ここまで来たらウクライナだけでなくロシアでもプーチンをどうやって止めるのか、という一点に絞られてきている。23年にわたり独裁者として君臨してきた指導者が、結局相談相手も、正直なアドバイスをしてくれる人もいなくなる悲哀、と言ってもいい。これはもちろん中国の習近平が陥る可能性のある土壺で、その場合には日本も悲劇に巻き込まれる。
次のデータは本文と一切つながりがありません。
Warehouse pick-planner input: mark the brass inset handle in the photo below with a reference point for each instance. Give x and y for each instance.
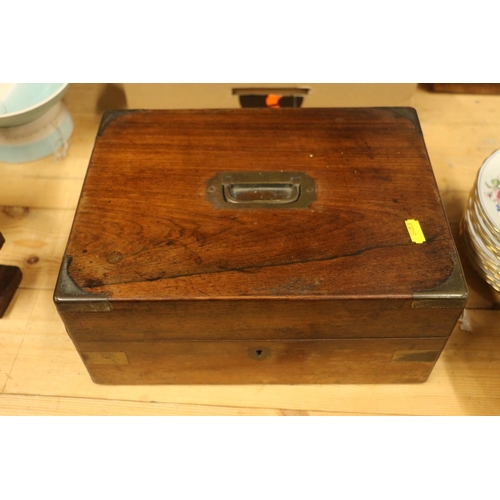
(266, 193)
(240, 190)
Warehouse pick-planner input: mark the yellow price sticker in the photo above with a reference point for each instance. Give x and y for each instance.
(415, 231)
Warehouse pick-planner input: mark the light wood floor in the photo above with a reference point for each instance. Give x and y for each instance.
(42, 374)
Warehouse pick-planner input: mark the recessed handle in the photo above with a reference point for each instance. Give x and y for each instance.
(267, 193)
(240, 190)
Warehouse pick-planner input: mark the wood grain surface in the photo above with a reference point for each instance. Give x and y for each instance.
(42, 373)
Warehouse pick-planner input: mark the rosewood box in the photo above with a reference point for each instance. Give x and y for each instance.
(250, 246)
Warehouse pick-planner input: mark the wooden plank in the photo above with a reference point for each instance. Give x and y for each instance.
(62, 406)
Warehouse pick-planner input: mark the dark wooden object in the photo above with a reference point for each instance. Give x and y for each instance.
(10, 278)
(161, 284)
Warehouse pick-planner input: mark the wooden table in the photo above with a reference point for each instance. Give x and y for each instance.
(42, 374)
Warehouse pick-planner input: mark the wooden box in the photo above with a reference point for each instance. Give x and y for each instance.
(260, 246)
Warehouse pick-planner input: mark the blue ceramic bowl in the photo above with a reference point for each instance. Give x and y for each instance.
(34, 123)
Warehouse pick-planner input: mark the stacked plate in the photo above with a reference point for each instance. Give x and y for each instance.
(480, 225)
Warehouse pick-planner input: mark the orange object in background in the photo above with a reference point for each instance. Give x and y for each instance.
(272, 101)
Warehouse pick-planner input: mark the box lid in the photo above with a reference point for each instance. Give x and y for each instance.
(259, 203)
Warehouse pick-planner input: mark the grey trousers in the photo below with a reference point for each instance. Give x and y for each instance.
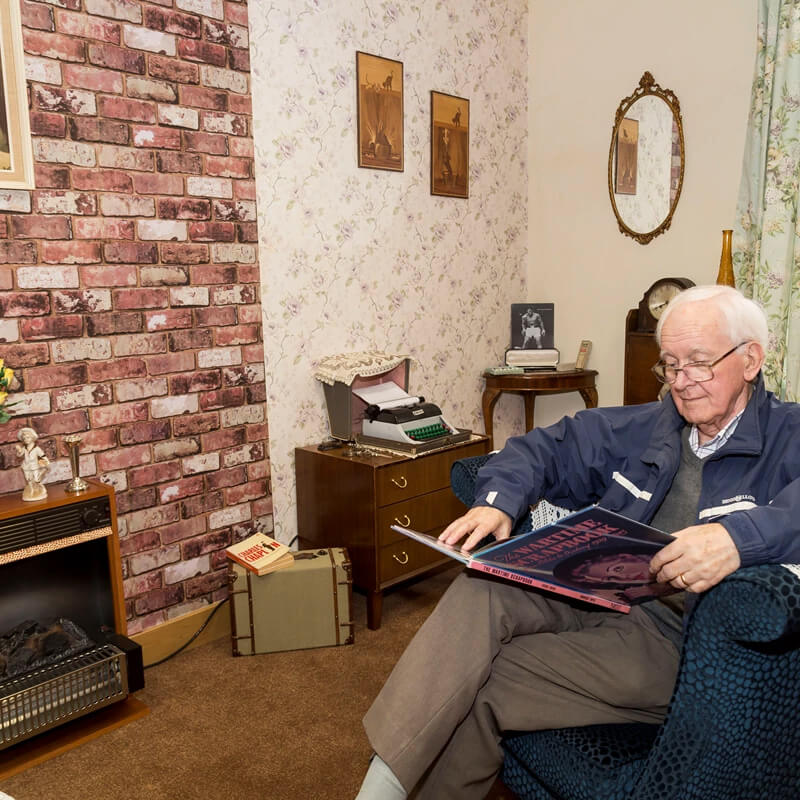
(495, 657)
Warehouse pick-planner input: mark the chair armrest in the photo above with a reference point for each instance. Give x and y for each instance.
(754, 604)
(731, 730)
(463, 474)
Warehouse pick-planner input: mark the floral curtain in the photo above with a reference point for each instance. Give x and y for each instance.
(766, 236)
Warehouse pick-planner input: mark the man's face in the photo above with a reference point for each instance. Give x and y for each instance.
(697, 332)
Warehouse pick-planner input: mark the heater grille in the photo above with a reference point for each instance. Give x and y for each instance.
(47, 697)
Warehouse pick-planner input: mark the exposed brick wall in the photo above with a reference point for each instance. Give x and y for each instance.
(129, 282)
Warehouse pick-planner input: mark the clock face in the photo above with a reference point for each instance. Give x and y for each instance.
(656, 299)
(660, 296)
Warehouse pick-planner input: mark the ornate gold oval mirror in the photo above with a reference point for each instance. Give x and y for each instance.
(646, 161)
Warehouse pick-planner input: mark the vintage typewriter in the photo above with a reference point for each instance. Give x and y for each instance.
(408, 422)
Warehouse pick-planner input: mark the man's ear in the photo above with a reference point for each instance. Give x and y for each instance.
(753, 360)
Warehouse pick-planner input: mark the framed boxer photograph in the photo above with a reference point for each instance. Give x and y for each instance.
(532, 326)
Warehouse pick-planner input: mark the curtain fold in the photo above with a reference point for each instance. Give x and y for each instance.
(766, 248)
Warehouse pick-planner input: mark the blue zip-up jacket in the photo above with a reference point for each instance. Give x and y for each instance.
(626, 458)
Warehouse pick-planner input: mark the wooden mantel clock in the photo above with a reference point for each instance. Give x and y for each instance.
(641, 350)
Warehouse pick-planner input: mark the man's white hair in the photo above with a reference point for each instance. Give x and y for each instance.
(745, 318)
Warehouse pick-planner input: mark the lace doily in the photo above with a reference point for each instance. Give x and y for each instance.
(346, 367)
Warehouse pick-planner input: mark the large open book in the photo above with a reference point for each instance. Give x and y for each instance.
(593, 555)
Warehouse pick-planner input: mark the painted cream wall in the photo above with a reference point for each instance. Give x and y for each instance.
(584, 58)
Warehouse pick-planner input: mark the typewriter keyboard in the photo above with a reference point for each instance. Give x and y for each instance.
(428, 432)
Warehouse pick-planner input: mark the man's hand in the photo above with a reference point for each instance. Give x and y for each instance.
(476, 524)
(699, 558)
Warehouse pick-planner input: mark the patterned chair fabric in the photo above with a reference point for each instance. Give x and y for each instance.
(732, 729)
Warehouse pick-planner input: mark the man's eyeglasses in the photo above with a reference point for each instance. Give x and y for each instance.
(695, 371)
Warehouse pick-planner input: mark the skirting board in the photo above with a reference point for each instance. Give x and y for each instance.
(161, 641)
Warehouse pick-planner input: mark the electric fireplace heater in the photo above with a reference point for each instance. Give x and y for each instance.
(62, 607)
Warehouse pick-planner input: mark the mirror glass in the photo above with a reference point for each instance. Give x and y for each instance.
(646, 161)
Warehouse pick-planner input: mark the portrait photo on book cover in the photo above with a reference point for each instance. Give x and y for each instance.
(532, 326)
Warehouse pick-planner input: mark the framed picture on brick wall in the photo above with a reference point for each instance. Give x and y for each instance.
(16, 154)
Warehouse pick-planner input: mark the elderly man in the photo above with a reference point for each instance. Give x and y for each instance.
(716, 463)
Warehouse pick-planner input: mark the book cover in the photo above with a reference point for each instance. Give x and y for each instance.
(594, 555)
(260, 554)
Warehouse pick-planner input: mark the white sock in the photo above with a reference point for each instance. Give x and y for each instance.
(380, 783)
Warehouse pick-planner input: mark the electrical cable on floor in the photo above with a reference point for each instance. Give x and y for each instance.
(194, 636)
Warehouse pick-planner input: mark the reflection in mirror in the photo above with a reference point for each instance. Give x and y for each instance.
(646, 161)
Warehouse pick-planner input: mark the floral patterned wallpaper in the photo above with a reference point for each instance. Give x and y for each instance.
(357, 259)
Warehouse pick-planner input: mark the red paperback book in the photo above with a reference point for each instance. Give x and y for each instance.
(260, 554)
(593, 555)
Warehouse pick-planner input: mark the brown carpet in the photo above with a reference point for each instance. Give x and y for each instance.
(267, 727)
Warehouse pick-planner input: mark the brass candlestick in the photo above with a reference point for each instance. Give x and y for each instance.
(77, 484)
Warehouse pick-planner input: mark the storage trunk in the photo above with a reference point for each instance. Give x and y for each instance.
(308, 604)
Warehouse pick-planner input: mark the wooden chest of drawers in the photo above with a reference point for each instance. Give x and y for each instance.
(345, 501)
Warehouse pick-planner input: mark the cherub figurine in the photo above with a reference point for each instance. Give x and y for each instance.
(35, 464)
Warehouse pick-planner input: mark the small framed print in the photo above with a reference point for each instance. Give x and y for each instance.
(16, 151)
(627, 156)
(380, 112)
(449, 145)
(532, 326)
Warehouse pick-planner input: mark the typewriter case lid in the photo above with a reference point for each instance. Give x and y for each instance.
(340, 374)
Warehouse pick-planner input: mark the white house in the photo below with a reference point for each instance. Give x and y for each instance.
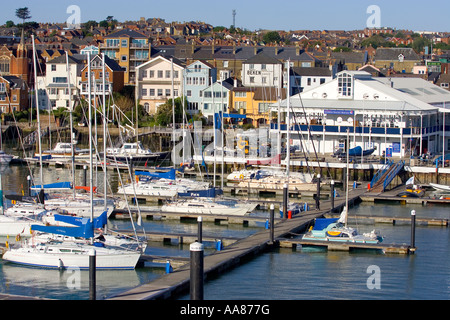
(54, 88)
(197, 76)
(154, 82)
(262, 71)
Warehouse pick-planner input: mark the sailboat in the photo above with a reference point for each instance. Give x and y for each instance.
(73, 254)
(70, 254)
(336, 229)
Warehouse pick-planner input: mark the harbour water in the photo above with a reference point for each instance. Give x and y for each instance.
(282, 274)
今回のロシアによるウクライナ侵攻では、いかに指導者の頭に潜り込んで考えることが重要か、どの段階でどうすれば最悪の悲劇は防げたか、を考える格好の材料と思う。

日本も防衛のために核共有を認めるべきか?

日本国内では、ロシアの侵攻から3日後、安倍晋三元首相がテレビ番組で、日米共同で核兵器を運用する「核シェアリング」について議論すべきだ、と発言して物議をかもした。

安倍元首相が非核三原則を見直したいのは、一種のトラウマからだろう。「モリカケ桜」(森友学園・加計学園問題や「桜を見る会」問題)より大きなトラウマかもしれない。岸家、佐藤家、安倍家に受け継がれる“ファミリー・トラウマ”といってよい。よく知られるように、安倍元首相は母方の祖父が岸信介、岸の実弟が佐藤栄作という総理大臣を生んだファミリーの一員だ。
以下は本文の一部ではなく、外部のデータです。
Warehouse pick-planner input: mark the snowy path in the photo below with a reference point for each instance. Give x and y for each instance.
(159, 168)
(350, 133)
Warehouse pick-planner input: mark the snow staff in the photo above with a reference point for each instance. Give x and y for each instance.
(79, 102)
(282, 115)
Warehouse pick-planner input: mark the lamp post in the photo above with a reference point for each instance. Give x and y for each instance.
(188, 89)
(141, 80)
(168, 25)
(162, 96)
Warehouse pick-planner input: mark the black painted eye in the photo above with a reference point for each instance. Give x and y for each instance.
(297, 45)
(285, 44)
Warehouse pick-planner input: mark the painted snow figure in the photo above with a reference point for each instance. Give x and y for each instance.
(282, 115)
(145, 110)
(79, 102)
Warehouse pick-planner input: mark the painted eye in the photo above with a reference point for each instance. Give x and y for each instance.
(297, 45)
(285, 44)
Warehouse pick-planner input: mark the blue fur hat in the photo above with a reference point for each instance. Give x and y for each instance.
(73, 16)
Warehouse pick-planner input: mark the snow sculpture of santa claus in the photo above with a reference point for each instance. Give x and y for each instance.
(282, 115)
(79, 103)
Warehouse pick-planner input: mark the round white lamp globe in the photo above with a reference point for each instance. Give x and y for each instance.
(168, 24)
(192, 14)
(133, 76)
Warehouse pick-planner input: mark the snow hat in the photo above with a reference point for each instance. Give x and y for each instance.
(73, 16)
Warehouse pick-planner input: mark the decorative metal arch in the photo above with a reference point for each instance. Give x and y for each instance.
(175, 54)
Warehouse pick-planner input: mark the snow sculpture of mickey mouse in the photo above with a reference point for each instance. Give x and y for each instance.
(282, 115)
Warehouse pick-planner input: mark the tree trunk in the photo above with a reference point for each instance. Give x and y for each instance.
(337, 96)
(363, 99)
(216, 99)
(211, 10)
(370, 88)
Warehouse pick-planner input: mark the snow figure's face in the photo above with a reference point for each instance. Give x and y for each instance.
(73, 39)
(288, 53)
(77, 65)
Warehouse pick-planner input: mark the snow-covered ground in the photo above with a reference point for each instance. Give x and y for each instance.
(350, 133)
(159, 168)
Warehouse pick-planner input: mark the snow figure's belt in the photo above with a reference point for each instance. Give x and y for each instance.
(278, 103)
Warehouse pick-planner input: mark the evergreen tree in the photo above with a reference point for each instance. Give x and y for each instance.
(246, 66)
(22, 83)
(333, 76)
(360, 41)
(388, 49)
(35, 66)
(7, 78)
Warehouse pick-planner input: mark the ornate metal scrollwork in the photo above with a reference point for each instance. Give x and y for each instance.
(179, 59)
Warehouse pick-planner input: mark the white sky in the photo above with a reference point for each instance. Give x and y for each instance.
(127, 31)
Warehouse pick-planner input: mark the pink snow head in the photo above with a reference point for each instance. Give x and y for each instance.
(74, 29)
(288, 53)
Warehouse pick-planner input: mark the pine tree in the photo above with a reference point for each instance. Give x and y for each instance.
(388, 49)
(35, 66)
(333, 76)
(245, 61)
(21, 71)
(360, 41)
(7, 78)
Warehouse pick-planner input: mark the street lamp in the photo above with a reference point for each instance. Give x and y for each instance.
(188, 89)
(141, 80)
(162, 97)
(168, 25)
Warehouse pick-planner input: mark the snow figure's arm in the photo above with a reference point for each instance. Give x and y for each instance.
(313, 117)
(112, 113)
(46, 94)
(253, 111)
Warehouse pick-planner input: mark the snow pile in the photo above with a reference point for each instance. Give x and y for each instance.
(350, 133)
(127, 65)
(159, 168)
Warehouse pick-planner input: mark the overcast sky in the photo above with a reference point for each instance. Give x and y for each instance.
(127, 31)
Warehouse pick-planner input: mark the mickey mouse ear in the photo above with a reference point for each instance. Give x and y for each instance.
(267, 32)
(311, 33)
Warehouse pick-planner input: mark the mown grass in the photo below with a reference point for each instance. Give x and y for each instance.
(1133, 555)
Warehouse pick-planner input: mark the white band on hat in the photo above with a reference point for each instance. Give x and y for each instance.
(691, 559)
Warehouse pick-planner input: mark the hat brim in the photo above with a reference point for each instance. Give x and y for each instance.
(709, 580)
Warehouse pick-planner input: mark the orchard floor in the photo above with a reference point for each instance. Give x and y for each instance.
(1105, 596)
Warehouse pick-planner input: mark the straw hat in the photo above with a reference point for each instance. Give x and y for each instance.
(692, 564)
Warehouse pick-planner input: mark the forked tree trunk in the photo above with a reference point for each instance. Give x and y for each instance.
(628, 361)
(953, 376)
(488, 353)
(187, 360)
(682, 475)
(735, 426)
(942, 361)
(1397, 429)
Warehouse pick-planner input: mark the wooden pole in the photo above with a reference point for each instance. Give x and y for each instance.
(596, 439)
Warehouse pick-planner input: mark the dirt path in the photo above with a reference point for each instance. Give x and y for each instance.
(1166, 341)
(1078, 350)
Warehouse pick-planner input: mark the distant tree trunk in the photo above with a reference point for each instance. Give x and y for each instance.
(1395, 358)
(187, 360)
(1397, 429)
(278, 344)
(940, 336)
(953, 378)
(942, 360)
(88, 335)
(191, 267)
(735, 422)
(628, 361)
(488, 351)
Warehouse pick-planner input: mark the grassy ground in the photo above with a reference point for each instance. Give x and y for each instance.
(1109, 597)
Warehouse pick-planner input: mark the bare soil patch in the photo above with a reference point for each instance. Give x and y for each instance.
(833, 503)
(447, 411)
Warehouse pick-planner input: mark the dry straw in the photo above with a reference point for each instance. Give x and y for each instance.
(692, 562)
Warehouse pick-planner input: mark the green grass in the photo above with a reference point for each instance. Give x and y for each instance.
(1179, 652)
佐藤栄作は首相だった1967年に国会で「持たず、作らず、持ち込ませず」の非核三原則を表明し、72年の沖縄返還では米軍の核兵器を沖縄から“撤去”させた。この“核抜き返還”などが評価され、74年にノーベル平和賞を受賞している。

ところが、09年に民主党政権が誕生すると、佐藤政権の頃から、核兵器を積んだ米軍艦の寄港を許していたという“核密約”の存在が明らかになった。また、在日米国大使だったエドウィン・ライシャワー氏は「核を積んで寄港していた」と証言している。核の持ち込みは“公然の秘密”だったわけだ。

大叔父の佐藤栄作は大嘘つきだった――これが安倍元首相のファミリー・トラウマだ。もし国会で「核共有」が認められたら、半世紀前に大叔父がついた嘘はかき消される。愚にもつかない安倍一族の過ちを後始末する一環なのだ。国民はそんなトラウマに付き合ってはいられない。